Philosophers may argue whether the Enlightenment thinkers or the legal skeptics are right about the reality of values. The fact remains that the constitutional systems of the United States and the State of Michigan are based on Enlightenment values. The great mass of citizens who are governed under those systems accept those values. Those who accept office under those systems take an oath to uphold the same values.
We would be closing our eyes to reality if we did not recognize in our society that old paradigms are being tested and new paradigms are being born. The American legal system with an honorable record behind it has a crucial and necessary role to play in this process. But its greatest contribution will come from adhering to its foundational values in Enlightenment thought and common law practice.

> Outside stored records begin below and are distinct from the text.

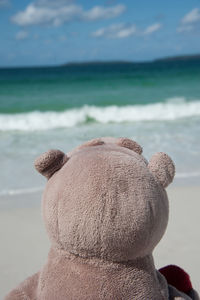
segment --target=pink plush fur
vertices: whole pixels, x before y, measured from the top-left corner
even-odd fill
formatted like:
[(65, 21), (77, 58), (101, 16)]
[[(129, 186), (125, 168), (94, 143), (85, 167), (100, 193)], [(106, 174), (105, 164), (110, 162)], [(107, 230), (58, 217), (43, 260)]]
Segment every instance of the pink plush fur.
[(101, 138), (67, 155), (50, 150), (35, 166), (48, 179), (42, 207), (51, 249), (6, 300), (191, 299), (169, 292), (152, 257), (168, 222), (164, 188), (175, 168), (167, 154), (148, 163), (135, 141)]

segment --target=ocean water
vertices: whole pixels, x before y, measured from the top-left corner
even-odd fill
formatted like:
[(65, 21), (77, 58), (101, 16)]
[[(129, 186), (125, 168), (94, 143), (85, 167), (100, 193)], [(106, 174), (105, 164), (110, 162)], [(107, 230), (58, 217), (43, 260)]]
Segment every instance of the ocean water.
[(0, 196), (43, 188), (42, 152), (100, 136), (166, 152), (174, 184), (199, 184), (200, 60), (0, 69)]

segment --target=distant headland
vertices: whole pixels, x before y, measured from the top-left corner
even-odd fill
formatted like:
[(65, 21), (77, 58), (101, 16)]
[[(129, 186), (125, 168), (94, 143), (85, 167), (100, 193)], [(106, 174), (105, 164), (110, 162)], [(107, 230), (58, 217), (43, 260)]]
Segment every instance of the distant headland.
[(84, 65), (116, 65), (116, 64), (146, 64), (146, 63), (154, 63), (154, 62), (175, 62), (175, 61), (193, 61), (193, 60), (200, 60), (200, 54), (194, 55), (179, 55), (179, 56), (167, 56), (156, 58), (153, 60), (148, 61), (126, 61), (126, 60), (113, 60), (113, 61), (83, 61), (83, 62), (68, 62), (64, 63), (60, 66), (84, 66)]
[(191, 60), (200, 60), (200, 54), (194, 55), (178, 55), (178, 56), (167, 56), (163, 58), (157, 58), (153, 61), (191, 61)]

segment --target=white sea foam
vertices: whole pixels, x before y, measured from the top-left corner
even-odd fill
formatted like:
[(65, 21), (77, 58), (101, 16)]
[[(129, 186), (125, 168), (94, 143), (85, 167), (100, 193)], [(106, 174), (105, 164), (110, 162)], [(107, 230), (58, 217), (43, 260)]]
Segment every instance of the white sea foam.
[(165, 102), (127, 106), (83, 106), (63, 112), (28, 112), (0, 114), (0, 130), (48, 130), (73, 127), (88, 120), (107, 123), (139, 121), (173, 121), (200, 117), (200, 100), (187, 102), (184, 98), (171, 98)]

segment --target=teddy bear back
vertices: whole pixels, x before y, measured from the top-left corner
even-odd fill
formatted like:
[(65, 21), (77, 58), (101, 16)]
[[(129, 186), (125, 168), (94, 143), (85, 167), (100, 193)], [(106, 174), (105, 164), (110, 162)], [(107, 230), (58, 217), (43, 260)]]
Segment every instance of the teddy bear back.
[(43, 216), (54, 247), (110, 261), (153, 251), (167, 226), (164, 187), (173, 179), (174, 165), (164, 153), (148, 164), (141, 153), (132, 140), (102, 138), (67, 156), (52, 150), (36, 161), (37, 169), (43, 162), (39, 172), (45, 170), (48, 178)]

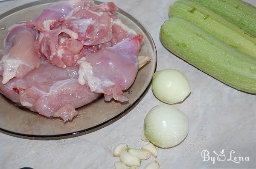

Devillers v Auto Club, 473 Mich 562, 582; 702 NW2d 539, 554 (2005).
This point is covered in MCR 7.215(J)(1) & (2). “(J) Resolution of Conflicts in Court of Appeals Decisions.
(1) Precedential Effect of Published Decisions. A panel of the Court of Appeals must follow the rule of law established by a prior published decision of the Court of Appeals issued on or after November 1, 1990, that has not been reversed or modified by the Supreme Court, or by a special panel of the Court of Appeals as provided in this rule.
(2) Conflicting Opinion. A panel that follows a prior published decision only because it is required to do so by sub rule (1) must so indicate in the text of its opinion, citing this rule and explaining its disagreement with the prior decision. The panel’s opinion must be published in the official reports of opinions of the Court of Appeals.”
Michigan is a stare decisis jurisdiction in which the ratio decidendi sets a precedent for the future. Morse Chain Co v Formsprag Co, 380 Mich 475, 483; 157 NW2d 244 (1968).
“It is a well-settled rule that any statements and comments in an opinion concerning some rule of law or debated legal proposition not necessarily involved nor essential to determination of the case in hand are, however illuminating, but obiter dicta and lack the force of an adjudication.” Case, supra, 220 Mich at 382-83. “Obiter dicta does not create a binding rule of law.” Luster, supra, 239 Mich App at 730 n 5.
Michigan Constitution of 1850, Schedule, Sec. 1 “The common law and the statute laws now in force, not repugnant to this constitution, shall remain in force until they expire by their own limitations or are altered or repealed by the legislature.” See also Const. 1963, art. III, § 7, “The common law and the statute laws now in force, not repugnant to this constitution, shall remain in force until they expire by their own limitations, or are changed, amended or repealed.”